Among them were the scandal uncovered at Petrojam, the state-owned oil refinery, the multi-million contract for the purchase of used cars for the police and the controversial $600 million de-bushing programme.

“No wonder people are saying this is the most corrupt government in the history of Jamaica,” said Brown, who was making his contribution to the State of the Nation debate in the Senate.

“It seems as if the message was sent straight from the Cabinet to everybody in government ‘this is the new order, go forth and be as corrupt as you can. If you are caught we tell you pay it back',” he asserted.
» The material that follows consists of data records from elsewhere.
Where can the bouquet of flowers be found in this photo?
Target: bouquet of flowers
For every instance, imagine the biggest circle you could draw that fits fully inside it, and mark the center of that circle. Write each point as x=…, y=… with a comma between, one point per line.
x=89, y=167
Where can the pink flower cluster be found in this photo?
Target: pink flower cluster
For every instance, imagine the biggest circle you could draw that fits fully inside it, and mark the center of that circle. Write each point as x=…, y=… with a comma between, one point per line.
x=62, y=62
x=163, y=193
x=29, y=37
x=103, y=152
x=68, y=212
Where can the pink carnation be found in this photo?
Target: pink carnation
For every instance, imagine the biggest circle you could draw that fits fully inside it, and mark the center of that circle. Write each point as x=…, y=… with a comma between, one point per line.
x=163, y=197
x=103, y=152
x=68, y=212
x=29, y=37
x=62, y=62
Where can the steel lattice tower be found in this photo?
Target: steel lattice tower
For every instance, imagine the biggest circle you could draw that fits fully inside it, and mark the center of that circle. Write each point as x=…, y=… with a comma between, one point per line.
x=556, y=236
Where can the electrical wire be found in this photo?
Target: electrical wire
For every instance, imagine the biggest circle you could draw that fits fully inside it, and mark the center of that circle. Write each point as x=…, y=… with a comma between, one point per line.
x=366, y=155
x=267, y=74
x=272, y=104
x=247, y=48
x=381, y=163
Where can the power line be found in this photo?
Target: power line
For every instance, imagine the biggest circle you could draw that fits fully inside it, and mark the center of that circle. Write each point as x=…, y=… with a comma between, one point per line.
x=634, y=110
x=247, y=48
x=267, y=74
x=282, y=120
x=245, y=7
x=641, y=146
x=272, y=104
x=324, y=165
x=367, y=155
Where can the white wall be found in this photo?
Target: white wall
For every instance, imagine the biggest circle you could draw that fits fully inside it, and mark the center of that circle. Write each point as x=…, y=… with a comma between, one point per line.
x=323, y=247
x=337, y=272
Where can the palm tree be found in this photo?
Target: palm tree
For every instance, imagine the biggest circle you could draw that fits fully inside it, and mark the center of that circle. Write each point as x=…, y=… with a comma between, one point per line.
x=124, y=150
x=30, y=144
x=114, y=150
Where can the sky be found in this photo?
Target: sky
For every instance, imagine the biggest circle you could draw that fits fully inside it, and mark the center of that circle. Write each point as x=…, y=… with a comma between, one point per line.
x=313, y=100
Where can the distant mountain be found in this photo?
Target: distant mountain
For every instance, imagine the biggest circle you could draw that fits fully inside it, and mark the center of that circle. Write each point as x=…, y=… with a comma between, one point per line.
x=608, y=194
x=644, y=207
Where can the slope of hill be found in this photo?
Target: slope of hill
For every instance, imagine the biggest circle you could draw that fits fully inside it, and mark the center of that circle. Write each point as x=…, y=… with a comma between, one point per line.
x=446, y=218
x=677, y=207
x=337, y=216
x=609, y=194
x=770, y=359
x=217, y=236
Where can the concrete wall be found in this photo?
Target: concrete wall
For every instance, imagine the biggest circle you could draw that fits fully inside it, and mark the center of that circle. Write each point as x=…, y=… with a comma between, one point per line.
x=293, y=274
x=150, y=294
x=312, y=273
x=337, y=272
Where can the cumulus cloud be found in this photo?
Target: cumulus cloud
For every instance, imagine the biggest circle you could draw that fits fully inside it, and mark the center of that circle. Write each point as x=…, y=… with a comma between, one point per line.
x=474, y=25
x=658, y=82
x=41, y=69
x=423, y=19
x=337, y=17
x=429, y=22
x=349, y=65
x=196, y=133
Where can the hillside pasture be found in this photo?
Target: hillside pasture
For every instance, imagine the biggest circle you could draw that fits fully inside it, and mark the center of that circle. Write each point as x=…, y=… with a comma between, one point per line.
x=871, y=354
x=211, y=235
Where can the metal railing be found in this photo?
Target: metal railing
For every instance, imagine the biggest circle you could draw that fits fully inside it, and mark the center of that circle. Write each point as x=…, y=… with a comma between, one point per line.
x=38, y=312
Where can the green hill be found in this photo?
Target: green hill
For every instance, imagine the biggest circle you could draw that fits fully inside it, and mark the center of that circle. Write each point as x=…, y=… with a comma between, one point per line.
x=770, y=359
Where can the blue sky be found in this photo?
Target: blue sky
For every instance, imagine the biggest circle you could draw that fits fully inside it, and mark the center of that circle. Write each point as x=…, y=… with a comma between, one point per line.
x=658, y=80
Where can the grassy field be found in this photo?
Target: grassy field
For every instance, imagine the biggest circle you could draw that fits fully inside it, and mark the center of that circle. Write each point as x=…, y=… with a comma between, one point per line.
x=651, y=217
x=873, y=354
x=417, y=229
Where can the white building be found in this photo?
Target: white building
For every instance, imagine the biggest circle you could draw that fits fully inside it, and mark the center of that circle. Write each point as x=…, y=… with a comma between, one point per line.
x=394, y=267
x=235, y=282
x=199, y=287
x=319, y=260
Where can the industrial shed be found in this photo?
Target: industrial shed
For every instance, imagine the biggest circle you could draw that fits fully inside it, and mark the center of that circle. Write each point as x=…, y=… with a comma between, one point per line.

However, Braham, in his contribution to the debate, pointed to perceived inconsistencies in Brown’s utterances on the issue of corruption.

“There was a time when Senator Lambert Brown was not as close as he is to a particular political organisation when he was saying this is the most corrupt,” Braham said to loud applause from his colleagues.

“Senator Brown was a talk show host. I used to listen to him, but his memory fails. I not saying it’s deliberate, it’s just that his memory fails,” he added.

Braham, a former attorney general, said issues of corruption must be dealt with, irrespective of the political organisation that controls the public purse.

“You don’t excuse it. You deal with it. Those who need to resign have to resign and if the public purse was and affected and you need to pay it back you pay it back,” he posited.

Braham said when Petrojam was in dire need of fixing "others put it aside." 

Seeking to dismiss the assertion that the government was looking out for the greedy and not the needy, the former attorney general pointed to the record employment rate Jamaica recorded last year.

"When I hear that in the history of Jamaica we have had the most people employed a say is that for the greedy? Isn't that for the people?" he questioned.